The portrait follows that completed by Mrs Cameron in 2013, Laa Tinvaal, which depicted a scene with Manx dancers, the crowds and dignitaries with Tynwald Hill in the background.
This second work shows the Bishop in the parish church of Saint John the Baptist in his convocational robes holding the diocesan crozier, presented to the See in 1908 by Miss Mary Talbot in remembrance of her late father, the Rev Theophilus Talbot.
Russian-born Mrs Cameron, who works out of her studio at her home in Braddan, explained: ‘I came to live in the Island nine years ago and, long before I went to St John’s on Tynwald Day, watched the ceremony live on television. Immediately I became interested in the pageantry and the central characters, among them the Bishop, who kindly agreed to sit for the portrait. I chose to place him in the church because, on Tynwald Day, everything starts there with the service, such an important part of the ceremony.
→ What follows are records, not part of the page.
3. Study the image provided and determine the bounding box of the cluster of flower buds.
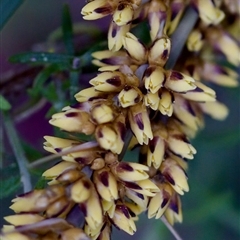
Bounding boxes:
[3,0,240,240]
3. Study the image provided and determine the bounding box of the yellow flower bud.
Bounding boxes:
[90,71,125,92]
[187,29,203,52]
[122,32,147,64]
[108,21,130,52]
[143,66,166,93]
[113,2,134,26]
[91,103,114,124]
[164,71,196,93]
[158,88,174,117]
[148,37,171,66]
[118,86,142,108]
[4,213,44,226]
[81,0,113,20]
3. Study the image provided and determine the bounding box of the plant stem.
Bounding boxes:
[161,216,182,240]
[3,112,32,192]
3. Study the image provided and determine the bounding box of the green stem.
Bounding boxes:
[3,112,32,192]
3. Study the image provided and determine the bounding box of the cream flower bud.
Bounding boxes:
[118,86,142,108]
[122,32,147,63]
[158,88,174,117]
[108,21,131,52]
[201,63,238,87]
[43,136,80,153]
[61,228,91,240]
[0,232,32,240]
[110,162,149,182]
[144,92,160,111]
[187,29,203,52]
[42,161,78,179]
[148,37,171,66]
[74,87,102,102]
[81,0,113,20]
[147,132,165,169]
[164,71,196,93]
[113,2,134,26]
[49,109,95,135]
[95,125,124,154]
[164,193,182,225]
[123,179,159,197]
[160,158,189,195]
[148,184,173,219]
[70,177,92,203]
[199,101,229,120]
[167,134,197,159]
[80,188,103,230]
[148,1,167,41]
[196,0,225,25]
[91,103,114,124]
[143,66,166,93]
[128,104,153,145]
[93,169,118,202]
[4,213,44,226]
[90,71,125,92]
[112,204,137,235]
[173,96,201,130]
[182,82,216,102]
[45,196,70,218]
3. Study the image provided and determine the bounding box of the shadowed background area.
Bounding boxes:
[0,0,240,240]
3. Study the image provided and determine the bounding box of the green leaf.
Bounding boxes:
[9,52,75,68]
[62,4,75,55]
[0,175,21,199]
[0,94,11,111]
[0,0,24,30]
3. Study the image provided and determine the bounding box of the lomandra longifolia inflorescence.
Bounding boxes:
[2,0,240,240]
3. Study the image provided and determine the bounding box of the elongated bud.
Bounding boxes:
[128,104,153,145]
[91,103,114,124]
[70,177,92,203]
[148,183,173,219]
[108,21,130,52]
[4,213,44,226]
[143,66,166,93]
[164,71,196,93]
[113,1,134,26]
[110,162,149,182]
[81,0,114,20]
[195,0,225,25]
[112,204,137,235]
[158,88,174,117]
[122,32,147,63]
[49,109,95,135]
[187,29,203,52]
[118,86,142,108]
[183,82,216,102]
[90,71,125,92]
[144,92,160,111]
[93,169,118,202]
[148,37,171,66]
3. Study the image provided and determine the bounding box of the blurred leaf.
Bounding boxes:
[62,4,75,55]
[0,174,21,199]
[0,0,24,30]
[9,52,74,68]
[0,94,11,111]
[28,64,60,97]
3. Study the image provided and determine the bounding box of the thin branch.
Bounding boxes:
[28,141,98,168]
[3,112,32,192]
[161,216,182,240]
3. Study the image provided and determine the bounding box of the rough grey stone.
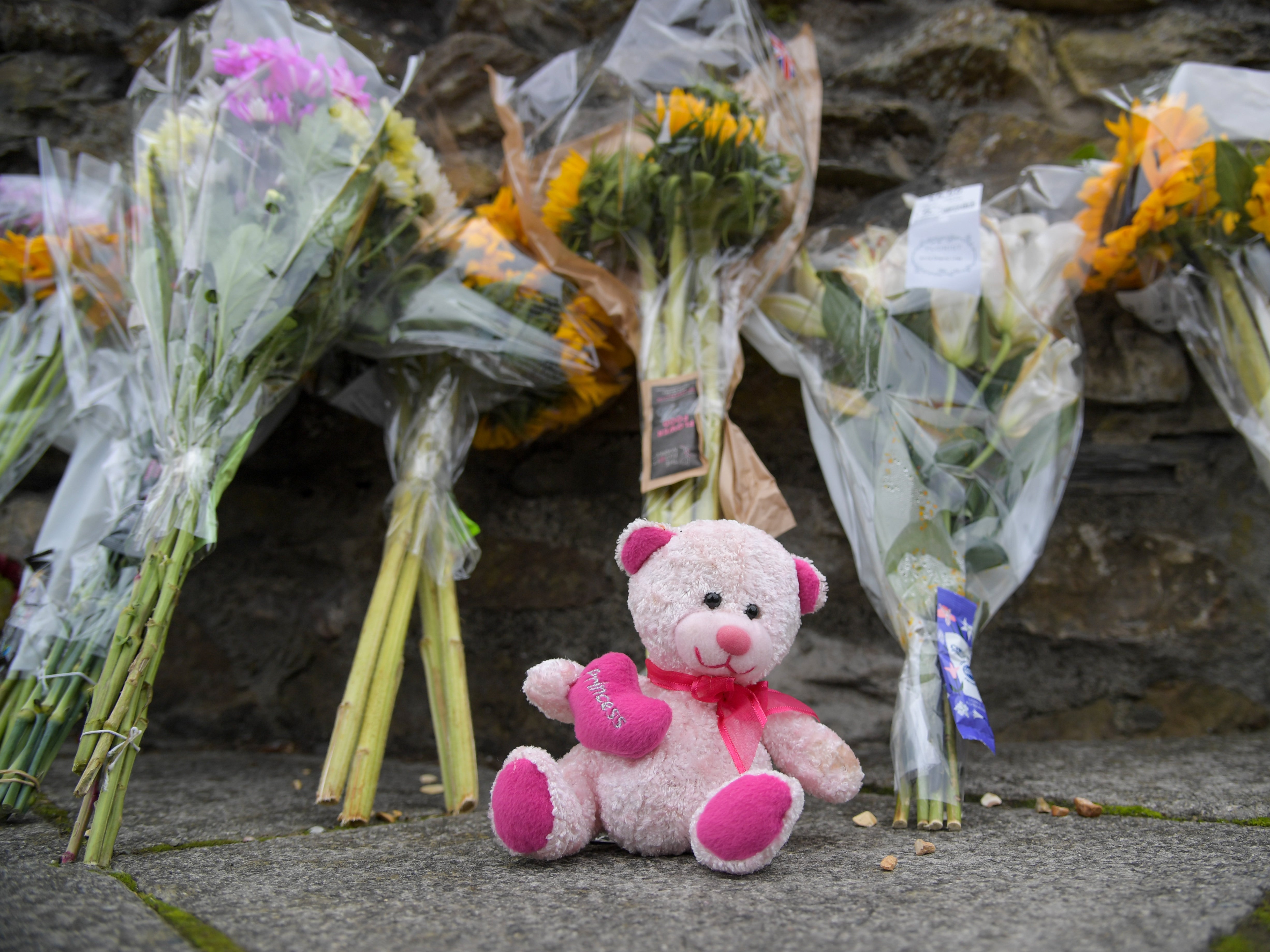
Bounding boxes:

‘On Tynwald Day last year the Bishop gave me a tour of the church. Dedicated to Saint John the Baptist, the Island’s patron saint, the church holds many key features which tie it closely to the Manx Parliament. I decided not to paint the interior in detail because I did not want it to detract attention from the Bishop. Instead I chose to suggest the setting by including only a few selected recognisable elements: the carved wooden furniture and a stained glass panel depicting two important Manx saints, St. Lupus, founder of Malew Church and St. Runius, who founded Marown Church.
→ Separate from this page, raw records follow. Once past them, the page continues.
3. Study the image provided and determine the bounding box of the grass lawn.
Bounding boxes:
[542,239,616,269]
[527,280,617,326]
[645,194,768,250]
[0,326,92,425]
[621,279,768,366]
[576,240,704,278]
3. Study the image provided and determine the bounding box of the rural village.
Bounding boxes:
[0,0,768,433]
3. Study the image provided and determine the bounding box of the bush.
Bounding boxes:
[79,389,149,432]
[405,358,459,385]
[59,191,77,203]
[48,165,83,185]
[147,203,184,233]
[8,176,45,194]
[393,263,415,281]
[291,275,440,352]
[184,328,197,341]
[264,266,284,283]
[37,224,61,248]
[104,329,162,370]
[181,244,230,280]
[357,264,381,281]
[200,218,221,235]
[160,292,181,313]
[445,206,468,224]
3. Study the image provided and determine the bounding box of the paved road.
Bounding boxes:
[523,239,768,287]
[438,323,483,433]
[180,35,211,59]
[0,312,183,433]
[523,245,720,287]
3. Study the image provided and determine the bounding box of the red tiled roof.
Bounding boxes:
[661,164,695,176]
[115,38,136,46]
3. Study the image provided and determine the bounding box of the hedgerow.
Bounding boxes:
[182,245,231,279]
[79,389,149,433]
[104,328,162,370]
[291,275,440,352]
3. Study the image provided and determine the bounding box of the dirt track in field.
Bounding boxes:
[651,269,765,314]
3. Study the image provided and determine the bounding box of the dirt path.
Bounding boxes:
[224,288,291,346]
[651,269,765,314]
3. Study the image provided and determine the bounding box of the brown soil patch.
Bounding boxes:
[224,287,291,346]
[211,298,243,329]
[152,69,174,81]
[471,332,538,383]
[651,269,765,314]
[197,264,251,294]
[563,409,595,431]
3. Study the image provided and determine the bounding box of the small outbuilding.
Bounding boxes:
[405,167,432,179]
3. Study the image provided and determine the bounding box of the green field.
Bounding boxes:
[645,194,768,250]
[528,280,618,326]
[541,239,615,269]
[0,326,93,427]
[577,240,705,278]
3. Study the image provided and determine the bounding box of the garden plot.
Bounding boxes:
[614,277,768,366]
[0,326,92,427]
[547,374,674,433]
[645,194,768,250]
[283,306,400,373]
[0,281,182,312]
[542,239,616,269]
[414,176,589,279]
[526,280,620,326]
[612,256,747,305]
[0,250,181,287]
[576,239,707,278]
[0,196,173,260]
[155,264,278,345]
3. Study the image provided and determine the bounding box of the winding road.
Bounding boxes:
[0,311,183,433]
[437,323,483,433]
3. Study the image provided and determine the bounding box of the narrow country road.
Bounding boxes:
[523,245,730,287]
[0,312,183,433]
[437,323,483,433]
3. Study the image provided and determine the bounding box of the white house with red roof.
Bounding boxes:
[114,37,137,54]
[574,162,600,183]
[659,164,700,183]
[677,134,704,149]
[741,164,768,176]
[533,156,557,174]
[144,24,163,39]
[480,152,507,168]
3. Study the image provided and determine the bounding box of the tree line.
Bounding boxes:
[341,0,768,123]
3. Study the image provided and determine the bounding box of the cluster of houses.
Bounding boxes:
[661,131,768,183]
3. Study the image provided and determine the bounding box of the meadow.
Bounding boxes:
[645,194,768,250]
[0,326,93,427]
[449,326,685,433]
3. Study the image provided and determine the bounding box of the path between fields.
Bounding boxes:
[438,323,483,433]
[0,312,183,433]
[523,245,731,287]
‘I was especially keen to depict the crozier as it is heavy with symbolism and, as well as featuring the Three Legs of Man, bears the diocesan arms on one side and a representation of Saint Maughold in a curragh looking up to a star on the other.
‘I had five sittings with the Bishop who, so I could study them closely, generously left with me his robes and the crozier, the intricate silverwork of which proved something of a new challenge for me in this painting where I wanted to capture the moment just before he delivers his blessing to the congregation.’
On viewing the completed portrait the Bishop said: ‘Svetlana’s Tynwald Day painting is brilliant and quite remarkable in its attention both to the spirit and the detail. The thought that succeeding generations may look at this painting fills me with a sense of respect that a photograph never could achieve. I find that my eye is drawn to the right hand reaching out for the Bible; for me, that expresses the meaning of my ministry.’
Fittingly, in the year when the Isle of Man celebrates its artistic and cultural life in Island of Culture 2014, the painting is to go on public display in St German’s Cathedral as part of the permanent collection, following its unveiling there on Sunday January 19th.